The Mean Dimension of Neural Networks -- What causes the interaction effects?
This work provides incremental insights into neural network interpretability for researchers and practitioners, focusing on interaction analysis in image recognition architectures.
The authors tackled the problem of understanding interaction effects in neural networks by proposing a method to estimate mean dimension from data without external resampling, and applied it to analyze layer-wise interactions and compare architectures like LeNet, ResNet, and DenseNet, revealing differences in interaction magnitudes and training evolution.

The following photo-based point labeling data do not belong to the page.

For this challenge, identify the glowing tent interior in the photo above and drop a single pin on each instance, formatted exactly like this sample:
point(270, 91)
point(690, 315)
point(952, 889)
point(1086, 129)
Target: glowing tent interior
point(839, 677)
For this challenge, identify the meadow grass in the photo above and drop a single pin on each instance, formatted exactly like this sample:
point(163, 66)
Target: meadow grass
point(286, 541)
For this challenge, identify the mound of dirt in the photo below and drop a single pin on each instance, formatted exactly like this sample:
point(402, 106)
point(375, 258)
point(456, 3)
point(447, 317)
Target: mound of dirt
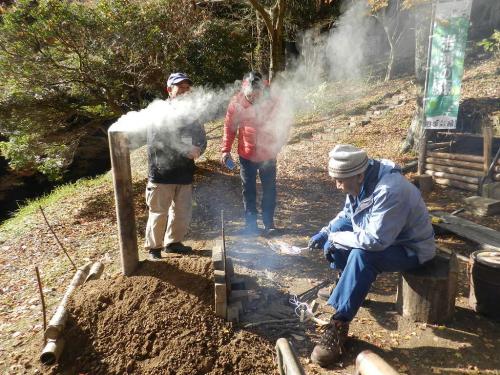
point(159, 321)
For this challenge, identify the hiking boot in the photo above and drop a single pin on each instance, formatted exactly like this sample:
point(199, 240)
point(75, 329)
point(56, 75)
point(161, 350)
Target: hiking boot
point(178, 248)
point(154, 254)
point(331, 344)
point(250, 229)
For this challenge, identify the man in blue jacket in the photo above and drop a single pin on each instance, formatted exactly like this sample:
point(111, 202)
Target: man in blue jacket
point(384, 227)
point(171, 153)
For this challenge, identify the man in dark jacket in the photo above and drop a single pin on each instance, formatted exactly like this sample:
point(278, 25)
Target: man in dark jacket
point(172, 150)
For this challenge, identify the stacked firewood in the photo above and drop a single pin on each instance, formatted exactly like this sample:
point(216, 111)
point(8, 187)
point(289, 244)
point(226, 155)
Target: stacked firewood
point(458, 170)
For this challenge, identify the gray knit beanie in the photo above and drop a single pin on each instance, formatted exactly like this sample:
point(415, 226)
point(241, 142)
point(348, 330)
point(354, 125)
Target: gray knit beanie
point(346, 161)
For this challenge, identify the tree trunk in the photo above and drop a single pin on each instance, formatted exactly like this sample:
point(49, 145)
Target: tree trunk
point(390, 62)
point(277, 61)
point(273, 20)
point(423, 16)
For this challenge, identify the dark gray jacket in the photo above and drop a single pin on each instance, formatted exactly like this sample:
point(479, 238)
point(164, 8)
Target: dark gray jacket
point(167, 150)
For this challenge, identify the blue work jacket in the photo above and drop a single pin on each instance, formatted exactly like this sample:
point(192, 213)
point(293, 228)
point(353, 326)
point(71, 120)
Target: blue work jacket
point(389, 210)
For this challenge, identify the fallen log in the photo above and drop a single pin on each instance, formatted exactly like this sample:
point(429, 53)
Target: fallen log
point(454, 170)
point(451, 176)
point(457, 184)
point(52, 351)
point(464, 157)
point(455, 163)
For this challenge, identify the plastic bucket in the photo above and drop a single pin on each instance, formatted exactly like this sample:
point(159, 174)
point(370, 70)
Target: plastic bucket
point(484, 277)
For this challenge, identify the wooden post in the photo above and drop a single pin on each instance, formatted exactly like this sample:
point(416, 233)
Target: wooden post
point(122, 181)
point(487, 146)
point(427, 294)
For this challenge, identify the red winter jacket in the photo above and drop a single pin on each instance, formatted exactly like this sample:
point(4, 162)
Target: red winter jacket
point(257, 138)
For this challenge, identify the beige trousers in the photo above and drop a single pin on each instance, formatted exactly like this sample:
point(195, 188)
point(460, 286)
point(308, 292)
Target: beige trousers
point(170, 212)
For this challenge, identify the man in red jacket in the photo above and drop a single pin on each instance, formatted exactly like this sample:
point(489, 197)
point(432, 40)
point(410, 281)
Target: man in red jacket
point(250, 115)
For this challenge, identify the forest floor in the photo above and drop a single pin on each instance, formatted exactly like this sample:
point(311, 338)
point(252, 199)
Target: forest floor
point(161, 321)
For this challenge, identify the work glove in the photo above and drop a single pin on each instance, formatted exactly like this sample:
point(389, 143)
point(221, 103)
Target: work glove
point(328, 249)
point(318, 240)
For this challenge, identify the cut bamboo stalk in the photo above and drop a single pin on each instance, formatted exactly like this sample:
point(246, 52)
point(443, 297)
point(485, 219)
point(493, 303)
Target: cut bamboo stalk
point(464, 157)
point(455, 163)
point(42, 299)
point(451, 176)
point(122, 181)
point(288, 363)
point(52, 351)
point(58, 320)
point(95, 271)
point(458, 184)
point(454, 170)
point(487, 147)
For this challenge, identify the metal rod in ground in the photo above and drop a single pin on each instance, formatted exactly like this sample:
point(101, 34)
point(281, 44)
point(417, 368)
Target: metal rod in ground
point(223, 237)
point(57, 239)
point(42, 300)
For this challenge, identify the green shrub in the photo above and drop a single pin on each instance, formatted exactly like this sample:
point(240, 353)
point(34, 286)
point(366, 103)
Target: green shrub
point(492, 44)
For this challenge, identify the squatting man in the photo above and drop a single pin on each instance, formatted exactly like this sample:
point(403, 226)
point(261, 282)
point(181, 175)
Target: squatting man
point(384, 227)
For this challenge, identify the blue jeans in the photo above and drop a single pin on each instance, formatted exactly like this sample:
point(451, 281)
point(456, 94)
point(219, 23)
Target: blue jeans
point(359, 270)
point(267, 174)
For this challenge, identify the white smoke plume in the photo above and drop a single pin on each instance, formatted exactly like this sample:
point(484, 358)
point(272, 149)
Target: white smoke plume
point(338, 55)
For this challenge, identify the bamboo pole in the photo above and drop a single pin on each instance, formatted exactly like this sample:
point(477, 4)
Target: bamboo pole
point(122, 181)
point(454, 170)
point(42, 299)
point(455, 163)
point(57, 239)
point(288, 363)
point(369, 363)
point(458, 184)
point(487, 147)
point(451, 176)
point(422, 151)
point(58, 320)
point(464, 157)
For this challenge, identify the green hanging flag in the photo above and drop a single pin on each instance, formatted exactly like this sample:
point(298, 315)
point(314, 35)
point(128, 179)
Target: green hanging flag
point(446, 63)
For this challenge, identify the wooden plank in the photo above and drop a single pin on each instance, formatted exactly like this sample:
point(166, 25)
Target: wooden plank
point(467, 229)
point(220, 293)
point(464, 157)
point(470, 180)
point(455, 163)
point(221, 309)
point(457, 184)
point(454, 170)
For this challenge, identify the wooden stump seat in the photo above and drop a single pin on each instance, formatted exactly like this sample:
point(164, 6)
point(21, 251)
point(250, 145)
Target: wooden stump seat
point(427, 293)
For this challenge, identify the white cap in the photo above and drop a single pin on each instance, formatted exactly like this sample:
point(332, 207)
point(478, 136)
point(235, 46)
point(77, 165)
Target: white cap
point(346, 161)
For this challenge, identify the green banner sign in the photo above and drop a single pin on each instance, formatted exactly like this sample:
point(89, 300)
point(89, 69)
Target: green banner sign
point(446, 63)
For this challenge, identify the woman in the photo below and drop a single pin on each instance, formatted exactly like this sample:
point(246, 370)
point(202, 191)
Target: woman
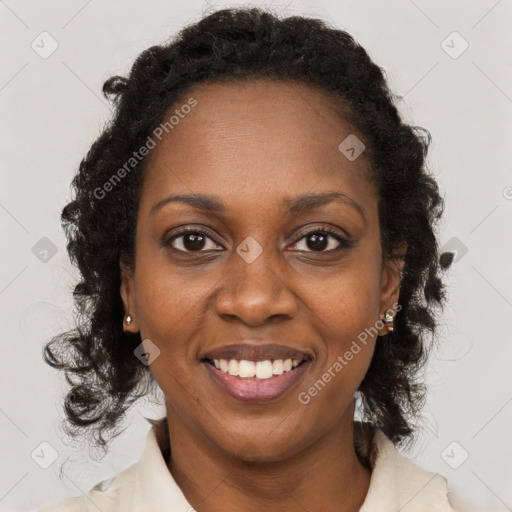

Owen and Hoyt recently showed that the effective dimension offers key structural information about the input-output mapping underlying an artificial neural network. Along this line of research, this work proposes an estimation procedure that allows the calculation of the mean dimension from a given dataset, without resampling from external distributions. The design yields total indices when features are independent and a variant of total indices when features are correlated. We show that this variant possesses the zero independence property. With synthetic datasets, we analyse how the mean dimension evolves layer by layer and how the activation function impacts the magnitude of interactions. We then use the mean dimension to study some of the most widely employed convolutional architectures for image recognition (LeNet, ResNet, DenseNet). To account for pixel correlations, we propose calculating the mean dimension after the addition of an inverse PCA layer that allows one to work on uncorrelated PCA-transformed features, without the need to retrain the neural network. We use the generalized total indices to produce heatmaps for post-hoc explanations, and we employ the mean dimension on the PCA-transformed features for cross comparisons of the artificial neural networks structures. Results provide several insights on the difference in magnitude of interactions across the architectures, as well as indications on how the mean dimension evolves during training.